India doesn’t quite know how to define a Sports Utility Vehicle (SUV) and that has led to confusion on how to tax them. Nearly six years after the GST was implemented, the Centre is now looking at plugging loopholes to prevent any ‘unintended tax evasion’. Mint explains.
India doesn't quite know how to define a Sports Utility Vehicle (SUV) and that has led to confusion on how to tax them
India doesn't quite know how to define a Sports Utility Vehicle (SUV) and that has led to confusion on how to tax them. Nearly six years after the GST was implemented, the Centre is now looking at plugging loopholes to prevent any 'unintended tax evasion'. Mint explains.
How are cars taxed today?
All automobiles are taxed at 28% under the goods and services tax (GST) but there is also a compensation cess. SUVs attract the highest cess of 20-22%. But the definition is vague. Currently, there are four parameters a car must fulfil to qualify for the highest cess—it should be popularly known as an SUV with more than 4 metres length and ground clearance of 170 mm or more. The engine size must be more than 1.2 litre (petrol) or 1.5 litre (diesel). The first condition has led to confusion, leading to some states like Haryana alleging tax evasion by automakers.
What is the confusion about?
A vast majority of Sports Utility Vehicles on the roads today do not fulfil all the four conditions and hence are not taxed as SUVs. In fact, the new range of small SUVs are taxed like small cars (cess 1-3%). There are exceptions. The Mahindra Thar, which doesn't meet two of the four conditions (length and size of engine), still attracts 20% cess. However, multi-utility vehicles (MUVs) like Kia Carens and Maruti Ertiga meet three of the four conditions mentioned above. But because they are not popularly seen as SUVs, the rate of cess is 17%—a slab originally kept for big sedans.
How are SUVs defined globally?
There's no fixed definition. But in most mature markets, only vehicles that have four-wheel drive capabilities—where all four wheels are powered, giving them all- terrain capabilities—are known as SUVs. In India, most cars, including SUVs, are front-wheel drive and would not qualify as SUVs in global markets. Less than 5% of cars on Indian road are 4W drive.

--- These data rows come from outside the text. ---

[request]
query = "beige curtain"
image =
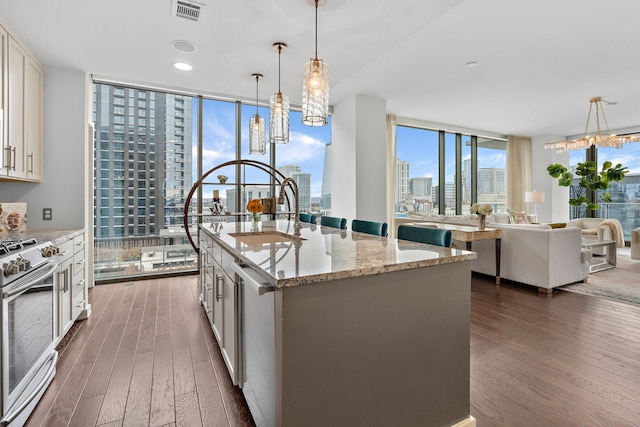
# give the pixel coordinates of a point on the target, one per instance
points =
(518, 171)
(391, 172)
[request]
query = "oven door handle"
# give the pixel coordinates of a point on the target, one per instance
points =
(41, 274)
(6, 420)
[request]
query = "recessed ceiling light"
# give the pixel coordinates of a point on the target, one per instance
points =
(183, 46)
(183, 66)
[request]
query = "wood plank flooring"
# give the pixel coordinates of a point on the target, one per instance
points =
(147, 357)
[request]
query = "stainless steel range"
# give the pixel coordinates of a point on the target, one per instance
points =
(27, 284)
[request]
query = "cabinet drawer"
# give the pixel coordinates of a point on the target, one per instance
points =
(78, 244)
(65, 251)
(227, 260)
(77, 283)
(77, 305)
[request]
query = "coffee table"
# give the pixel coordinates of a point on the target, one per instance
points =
(609, 259)
(469, 234)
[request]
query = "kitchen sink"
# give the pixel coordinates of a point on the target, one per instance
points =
(264, 237)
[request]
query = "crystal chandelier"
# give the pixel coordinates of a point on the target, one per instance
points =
(279, 109)
(600, 139)
(315, 85)
(257, 134)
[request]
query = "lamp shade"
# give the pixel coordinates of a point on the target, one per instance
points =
(257, 135)
(279, 118)
(315, 93)
(534, 196)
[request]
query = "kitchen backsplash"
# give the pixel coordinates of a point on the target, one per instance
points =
(13, 217)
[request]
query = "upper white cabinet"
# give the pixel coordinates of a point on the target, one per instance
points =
(22, 106)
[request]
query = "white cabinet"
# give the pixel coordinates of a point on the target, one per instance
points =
(71, 282)
(219, 296)
(33, 107)
(22, 117)
(78, 281)
(3, 97)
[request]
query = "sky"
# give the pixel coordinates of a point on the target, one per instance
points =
(306, 145)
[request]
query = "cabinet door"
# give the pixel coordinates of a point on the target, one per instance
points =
(65, 274)
(230, 322)
(3, 99)
(218, 307)
(33, 119)
(14, 148)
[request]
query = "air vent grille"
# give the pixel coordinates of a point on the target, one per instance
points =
(188, 10)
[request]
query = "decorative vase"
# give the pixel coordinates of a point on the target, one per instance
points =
(255, 218)
(482, 219)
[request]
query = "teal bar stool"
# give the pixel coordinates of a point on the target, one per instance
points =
(369, 227)
(335, 222)
(309, 218)
(432, 236)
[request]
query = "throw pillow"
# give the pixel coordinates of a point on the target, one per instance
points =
(558, 225)
(518, 218)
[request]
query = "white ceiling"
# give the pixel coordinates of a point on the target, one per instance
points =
(539, 61)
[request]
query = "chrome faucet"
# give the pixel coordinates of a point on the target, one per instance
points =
(296, 225)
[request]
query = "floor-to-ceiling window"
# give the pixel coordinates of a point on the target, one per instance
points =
(417, 170)
(149, 152)
(625, 195)
(441, 172)
(491, 177)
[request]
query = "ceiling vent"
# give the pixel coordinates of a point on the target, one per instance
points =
(187, 10)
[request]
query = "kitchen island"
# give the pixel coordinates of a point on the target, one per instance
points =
(333, 327)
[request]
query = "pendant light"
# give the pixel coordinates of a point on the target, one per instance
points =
(257, 134)
(279, 108)
(315, 86)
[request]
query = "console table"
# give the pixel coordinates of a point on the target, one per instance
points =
(609, 257)
(470, 234)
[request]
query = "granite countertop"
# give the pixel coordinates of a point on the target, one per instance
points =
(324, 253)
(42, 236)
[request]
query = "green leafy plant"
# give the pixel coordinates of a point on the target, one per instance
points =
(590, 180)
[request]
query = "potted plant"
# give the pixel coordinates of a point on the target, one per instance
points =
(591, 180)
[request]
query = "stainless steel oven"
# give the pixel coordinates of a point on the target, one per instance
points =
(29, 357)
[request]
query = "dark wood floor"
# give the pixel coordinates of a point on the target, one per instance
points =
(147, 357)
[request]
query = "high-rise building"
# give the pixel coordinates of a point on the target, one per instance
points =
(304, 189)
(491, 181)
(402, 181)
(287, 170)
(303, 180)
(325, 201)
(142, 160)
(421, 187)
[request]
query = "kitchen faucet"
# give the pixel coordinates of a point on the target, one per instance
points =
(296, 225)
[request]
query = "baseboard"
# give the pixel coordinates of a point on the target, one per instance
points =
(468, 422)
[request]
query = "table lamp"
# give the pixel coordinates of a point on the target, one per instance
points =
(534, 197)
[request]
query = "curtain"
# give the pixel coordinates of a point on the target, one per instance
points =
(518, 171)
(391, 172)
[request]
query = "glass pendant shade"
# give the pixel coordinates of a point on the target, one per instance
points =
(257, 135)
(315, 93)
(279, 118)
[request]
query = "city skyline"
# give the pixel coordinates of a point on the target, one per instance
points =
(306, 147)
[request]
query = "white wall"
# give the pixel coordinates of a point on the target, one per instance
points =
(64, 154)
(556, 202)
(359, 138)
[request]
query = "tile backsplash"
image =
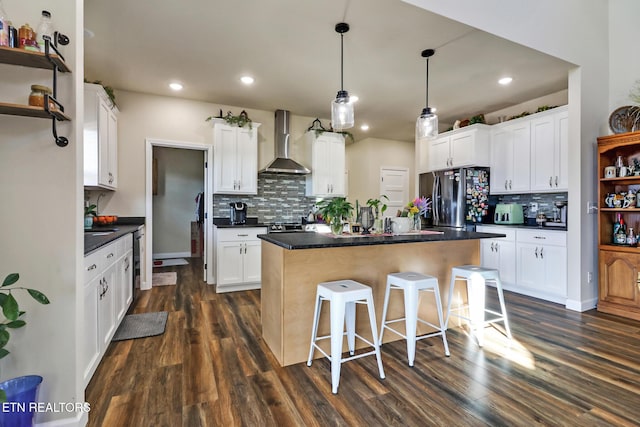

What about electric and hybrid SUVs?
The taxation is simpler for future technologies, with no slabs whatsoever. All electric vehicles (EVs) in India, irrespective of size or ground clearance, are taxed at 5%. Small hybrid vehicles attract no cess above the 28% GST rate while big hybrid vehicles, like the recently launched Maruti Grand Vitara, attract a flat 15% cess. This is one reason manufacturers like Mahindra are eager to bring in bigger EVs as, unlike combustion engine vehicles, there is no taxation benefit for launching smaller cars and SUVs.